-
Jun 9th, 2021, 04:30 PM
#1
Thread Starter
Addicted Member
Problem parsing a pdf
I want to parse a pdf into text file so I can use vb to read some data into tables.
I can do it with adobe but the text file is messy.
I found this site:
https://products.aspose.app/pdf/parser
That seems to work better.
The text file is more readable. It looks like I can identify bookmarks in it for vb to find the data (words-numbers).
But the problem with this is the lines.
In notepad it says line1, line2, line 3 ... as it goes, but when I try to input those lines into vb they
don't come out well. So line 1 in vb is line 1 + line 2 + line 3 and similar trouble further down.
Is there something I can do about it ?
-
Jun 9th, 2021, 04:54 PM
#2
Re: Problem parsing a pdf
Wild guess, but the file may be suffering from "Linux Disease" using LF line delimiters instead of Earth Standard CRLF or Old Apple CR.
VB's intrinsic Line Input statement will cope with either CRLF or CR for Old Apple compatibility.
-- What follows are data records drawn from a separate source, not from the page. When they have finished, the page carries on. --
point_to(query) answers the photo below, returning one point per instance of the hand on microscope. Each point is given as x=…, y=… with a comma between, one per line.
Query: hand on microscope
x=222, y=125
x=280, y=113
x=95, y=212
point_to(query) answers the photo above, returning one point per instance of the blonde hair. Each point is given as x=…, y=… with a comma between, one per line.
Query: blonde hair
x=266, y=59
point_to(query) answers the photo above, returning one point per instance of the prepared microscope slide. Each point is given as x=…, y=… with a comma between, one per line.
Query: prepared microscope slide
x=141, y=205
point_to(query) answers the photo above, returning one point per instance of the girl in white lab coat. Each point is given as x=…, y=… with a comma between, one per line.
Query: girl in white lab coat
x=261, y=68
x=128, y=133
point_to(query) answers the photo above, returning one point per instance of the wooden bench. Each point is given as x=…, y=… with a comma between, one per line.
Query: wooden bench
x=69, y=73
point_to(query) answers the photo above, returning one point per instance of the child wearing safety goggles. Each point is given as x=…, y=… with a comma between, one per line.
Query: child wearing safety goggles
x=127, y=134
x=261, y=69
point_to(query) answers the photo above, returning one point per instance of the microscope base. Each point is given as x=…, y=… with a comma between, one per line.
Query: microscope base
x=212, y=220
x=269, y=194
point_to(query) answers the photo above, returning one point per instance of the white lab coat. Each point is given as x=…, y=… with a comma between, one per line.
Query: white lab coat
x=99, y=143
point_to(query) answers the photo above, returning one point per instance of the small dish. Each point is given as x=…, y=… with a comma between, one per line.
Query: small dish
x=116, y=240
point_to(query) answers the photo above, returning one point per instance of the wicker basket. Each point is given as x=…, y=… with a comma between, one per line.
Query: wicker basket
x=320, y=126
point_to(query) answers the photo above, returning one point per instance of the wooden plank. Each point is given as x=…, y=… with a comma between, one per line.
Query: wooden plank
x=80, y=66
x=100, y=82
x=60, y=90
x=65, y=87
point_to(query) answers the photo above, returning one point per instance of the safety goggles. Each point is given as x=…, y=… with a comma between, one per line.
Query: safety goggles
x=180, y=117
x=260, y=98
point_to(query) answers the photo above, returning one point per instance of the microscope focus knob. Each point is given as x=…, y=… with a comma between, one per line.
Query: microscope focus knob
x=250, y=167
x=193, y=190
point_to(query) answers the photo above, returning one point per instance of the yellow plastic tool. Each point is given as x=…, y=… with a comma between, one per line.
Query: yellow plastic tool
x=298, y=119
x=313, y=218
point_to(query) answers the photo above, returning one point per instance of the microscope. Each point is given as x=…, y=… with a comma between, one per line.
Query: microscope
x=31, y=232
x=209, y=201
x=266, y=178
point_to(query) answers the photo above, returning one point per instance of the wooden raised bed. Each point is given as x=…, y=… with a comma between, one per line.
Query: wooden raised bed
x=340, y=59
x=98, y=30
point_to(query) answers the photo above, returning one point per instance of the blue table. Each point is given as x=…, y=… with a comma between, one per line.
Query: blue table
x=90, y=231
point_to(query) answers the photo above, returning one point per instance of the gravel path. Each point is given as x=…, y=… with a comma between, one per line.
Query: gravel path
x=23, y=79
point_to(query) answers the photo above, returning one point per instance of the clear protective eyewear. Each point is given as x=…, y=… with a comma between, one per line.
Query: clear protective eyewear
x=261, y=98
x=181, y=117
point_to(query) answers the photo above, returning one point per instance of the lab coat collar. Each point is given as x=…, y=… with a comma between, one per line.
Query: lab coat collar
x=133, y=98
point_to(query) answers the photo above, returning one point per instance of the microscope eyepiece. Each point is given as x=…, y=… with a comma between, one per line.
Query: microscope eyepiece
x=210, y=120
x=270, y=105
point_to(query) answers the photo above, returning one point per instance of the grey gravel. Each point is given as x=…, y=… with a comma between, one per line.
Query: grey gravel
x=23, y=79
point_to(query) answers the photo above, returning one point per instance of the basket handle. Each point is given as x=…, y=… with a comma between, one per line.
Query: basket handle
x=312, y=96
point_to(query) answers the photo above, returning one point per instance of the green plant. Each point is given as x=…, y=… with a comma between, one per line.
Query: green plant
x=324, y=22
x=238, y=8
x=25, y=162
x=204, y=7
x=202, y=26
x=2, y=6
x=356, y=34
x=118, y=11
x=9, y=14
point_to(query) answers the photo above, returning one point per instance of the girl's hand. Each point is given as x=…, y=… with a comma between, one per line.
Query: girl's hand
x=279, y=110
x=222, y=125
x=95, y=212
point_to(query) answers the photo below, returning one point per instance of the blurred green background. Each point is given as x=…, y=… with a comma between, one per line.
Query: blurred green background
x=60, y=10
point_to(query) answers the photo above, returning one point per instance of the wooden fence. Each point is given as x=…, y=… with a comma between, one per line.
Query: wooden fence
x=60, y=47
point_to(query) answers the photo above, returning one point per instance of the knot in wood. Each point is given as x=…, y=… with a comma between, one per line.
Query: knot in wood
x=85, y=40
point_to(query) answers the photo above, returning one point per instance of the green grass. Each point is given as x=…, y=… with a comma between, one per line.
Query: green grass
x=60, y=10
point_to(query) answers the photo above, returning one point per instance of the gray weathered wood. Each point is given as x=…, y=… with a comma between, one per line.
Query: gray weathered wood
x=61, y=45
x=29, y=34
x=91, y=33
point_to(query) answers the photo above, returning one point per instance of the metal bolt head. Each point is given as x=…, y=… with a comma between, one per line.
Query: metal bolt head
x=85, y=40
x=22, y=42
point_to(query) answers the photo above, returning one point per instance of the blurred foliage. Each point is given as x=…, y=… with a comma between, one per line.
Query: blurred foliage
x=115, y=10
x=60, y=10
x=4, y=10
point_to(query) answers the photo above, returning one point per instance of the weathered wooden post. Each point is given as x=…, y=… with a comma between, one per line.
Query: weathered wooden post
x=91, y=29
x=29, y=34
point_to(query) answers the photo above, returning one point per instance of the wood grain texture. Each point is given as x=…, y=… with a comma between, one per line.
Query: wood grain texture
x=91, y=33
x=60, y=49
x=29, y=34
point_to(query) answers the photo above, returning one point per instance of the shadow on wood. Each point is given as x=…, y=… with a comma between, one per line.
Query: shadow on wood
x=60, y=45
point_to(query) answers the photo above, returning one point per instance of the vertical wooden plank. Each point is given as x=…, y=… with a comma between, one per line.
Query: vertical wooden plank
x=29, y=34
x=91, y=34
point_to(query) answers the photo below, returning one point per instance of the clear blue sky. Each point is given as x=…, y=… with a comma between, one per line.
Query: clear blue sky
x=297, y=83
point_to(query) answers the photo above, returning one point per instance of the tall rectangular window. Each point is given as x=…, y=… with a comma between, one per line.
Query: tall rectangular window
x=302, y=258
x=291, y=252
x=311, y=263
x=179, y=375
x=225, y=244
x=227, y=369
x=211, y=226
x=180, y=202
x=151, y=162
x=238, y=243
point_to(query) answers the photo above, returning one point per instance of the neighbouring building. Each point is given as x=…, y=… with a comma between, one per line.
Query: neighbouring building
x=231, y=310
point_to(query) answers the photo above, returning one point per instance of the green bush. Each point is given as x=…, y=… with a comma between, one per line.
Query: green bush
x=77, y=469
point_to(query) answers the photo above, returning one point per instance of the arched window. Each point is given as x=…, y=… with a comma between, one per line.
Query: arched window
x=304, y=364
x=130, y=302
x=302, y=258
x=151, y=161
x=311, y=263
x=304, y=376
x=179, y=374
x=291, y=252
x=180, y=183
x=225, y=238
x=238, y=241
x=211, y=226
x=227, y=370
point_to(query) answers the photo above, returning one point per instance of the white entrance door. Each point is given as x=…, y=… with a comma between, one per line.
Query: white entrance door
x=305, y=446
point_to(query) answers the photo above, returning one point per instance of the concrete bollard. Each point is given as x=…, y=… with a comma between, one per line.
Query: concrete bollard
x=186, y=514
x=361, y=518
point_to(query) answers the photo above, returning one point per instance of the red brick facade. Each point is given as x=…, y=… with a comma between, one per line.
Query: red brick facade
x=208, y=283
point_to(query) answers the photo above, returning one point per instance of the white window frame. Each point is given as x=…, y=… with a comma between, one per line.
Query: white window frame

The Script Runtime TextStream object handles CRLF and (I think) LF.
The ADODB.Stream object allows you to specify any of the 3 delimiter string options via the LineSeparator Property.
-
Jun 9th, 2021, 04:55 PM
#3
Thread Starter
Addicted Member
Re: Problem parsing a pdf
If I open the text file in vb as binary it appears that where should be carriage return ( Chr$(13) + Chr$(10) ) it's just Chr$(10).
So notepad separates the lines but vb no.
-
Jun 9th, 2021, 05:08 PM
#4
Thread Starter
Addicted Member
Re: Problem parsing a pdf
Originally Posted by dilettante
Wild guess, but the file may be suffering from "Linux Disease" using LF line delimiters instead of Earth Standard CRLF or Old Apple CR.
VB's intrinsic Line Input statement will cope with either CRLF or CR for Old Apple compatibility.
The Script Runtime TextStream object handles CRLF and (I think) LF.
The ADODB.Stream object allows you to specify any of the 3 delimiter string options via the LineSeparator Property.
I can make it read characters one by one.
Call the stream #1 then write w$ =input(1,1), add w$ to word if not = chr$(10) and so on.
Will that make it intolerably slow ? I don't know at this moment.
Line input does n't cope as I say. Any other way ?
-
Jun 9th, 2021, 08:16 PM
#5
Thread Starter
Addicted Member
Re: Problem parsing a pdf
That was simple to resolve really.
You just use the replace function, LF to CRLF.
But I 'm unhappy. The supposedly good online parser is worse than adobe in the end - many mistakes, makes things random.
-
Jun 9th, 2021, 08:45 PM
#6
Re: Problem parsing a pdf
I suspect that's a risk inherent in trying to scrape data from PDFs. For one thing it is meant as a "dead" format: hard, published, read-only data. For another, that gives them the freedom to place text blobs into the file pretty much at random if the author chooses to.
For reliability you might have to render PDF pages as images and then OCR them. Lots of work and that introduces another source of error.
Are you sure you can't get access to the legitimate source data?
-
Jun 9th, 2021, 10:29 PM
#7
Re: Problem parsing a pdf
I wrote my own PDF & recogn OCR by mixing Document Imaging, Ghostscript & Poppler
The OCR is good at more than 90%.
Very well implemented.
You could do the same, of course depending on type of PDF to recognize, language etc...
-
Jun 9th, 2021, 10:34 PM
#8
Thread Starter
Addicted Member
Re: Problem parsing a pdf
Originally Posted by dilettante
I suspect that's a risk inherent in trying to scrape data from PDFs. For one thing it is meant as a "dead" format: hard, published, read-only data. For another, that gives them the freedom to place text blobs into the file pretty much at random if the author chooses to.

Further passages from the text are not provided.